Though I am an orphan of long standing, I sometimes experience a strong urge to speak with my parents. Dad died of a heart attack in 1979 and Mum died in an old folks' home in 2007. They were both good people and I loved them dearly as they loved me. It was mutual and natural but when I reached the lofty plateau of adulthood my relationships with them evolved beyond the loving condescension and forebearance that colours parenting in the early years. We were now much more equal and could talk together as sentient adults.

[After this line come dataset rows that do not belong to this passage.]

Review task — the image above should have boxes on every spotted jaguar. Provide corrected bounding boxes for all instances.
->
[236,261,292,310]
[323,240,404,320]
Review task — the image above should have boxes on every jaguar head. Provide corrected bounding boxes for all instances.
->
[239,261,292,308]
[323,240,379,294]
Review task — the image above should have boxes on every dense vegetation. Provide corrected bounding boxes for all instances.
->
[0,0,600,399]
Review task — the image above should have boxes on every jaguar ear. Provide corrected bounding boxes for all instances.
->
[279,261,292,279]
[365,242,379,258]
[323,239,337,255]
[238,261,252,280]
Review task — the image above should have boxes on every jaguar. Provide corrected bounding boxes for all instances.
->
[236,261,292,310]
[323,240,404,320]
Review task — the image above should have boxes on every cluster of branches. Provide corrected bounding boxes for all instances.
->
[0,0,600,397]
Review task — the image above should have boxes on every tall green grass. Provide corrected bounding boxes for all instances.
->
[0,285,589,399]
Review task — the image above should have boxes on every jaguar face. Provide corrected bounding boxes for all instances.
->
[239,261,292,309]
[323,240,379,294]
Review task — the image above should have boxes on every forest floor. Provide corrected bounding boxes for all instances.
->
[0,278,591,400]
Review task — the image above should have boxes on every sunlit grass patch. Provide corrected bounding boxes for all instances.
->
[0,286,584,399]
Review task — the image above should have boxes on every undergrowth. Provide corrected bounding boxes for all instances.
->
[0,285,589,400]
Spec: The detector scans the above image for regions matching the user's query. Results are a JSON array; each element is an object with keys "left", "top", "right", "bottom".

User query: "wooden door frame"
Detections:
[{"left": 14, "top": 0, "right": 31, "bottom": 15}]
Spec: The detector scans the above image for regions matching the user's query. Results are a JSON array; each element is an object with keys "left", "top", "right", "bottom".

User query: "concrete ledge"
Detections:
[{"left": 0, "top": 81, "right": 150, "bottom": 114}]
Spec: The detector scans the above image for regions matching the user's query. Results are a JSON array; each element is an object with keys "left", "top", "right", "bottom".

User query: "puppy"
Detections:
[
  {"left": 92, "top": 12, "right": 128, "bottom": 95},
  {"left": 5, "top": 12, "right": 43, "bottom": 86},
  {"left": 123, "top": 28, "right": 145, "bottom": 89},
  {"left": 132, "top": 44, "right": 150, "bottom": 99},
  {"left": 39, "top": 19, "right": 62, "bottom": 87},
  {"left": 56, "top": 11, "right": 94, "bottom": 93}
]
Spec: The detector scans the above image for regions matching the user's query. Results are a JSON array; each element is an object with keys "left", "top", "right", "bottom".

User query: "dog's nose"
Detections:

Dad was still alive when I began my teaching career. He was the headmaster of our local village primary school and enormously proud that one of his sons had followed in his professional footsteps. When the going got tough during my vocational baptism of fire at Dinnington Comprehensive School on Doe Quarry Lane, Dinnington, Dad was there to listen and to proffer advice. He gave me several useful tips even though there was a world of difference between a sweet country primary school and a secondary school in a tough mining village that accommodated over two thousand pupils.
He also taught me about growing vegetables and working with wood and he took me to my first ever Hull City football match and he bought me my first ever bell bottom trousers and let me wear one of his old rugby shirts when I was a part-time hippy.
Mum's early journey through life was very difficult. At the age of eleven she was more or less abandoned by her hapless parents and had to walk four miles to my great grandparents' humble terraced house in Rawmarsh, holding her brother's hand. And there she lived till she was nineteen. Inspired by a recruitment notice in 1940, she signed up with the WAAF (Women's Auxiliary Airforce) and was soon posted to India where she met Dad who had left teaching the moment that war broke out to join the Royal Airforce as a meteorologist.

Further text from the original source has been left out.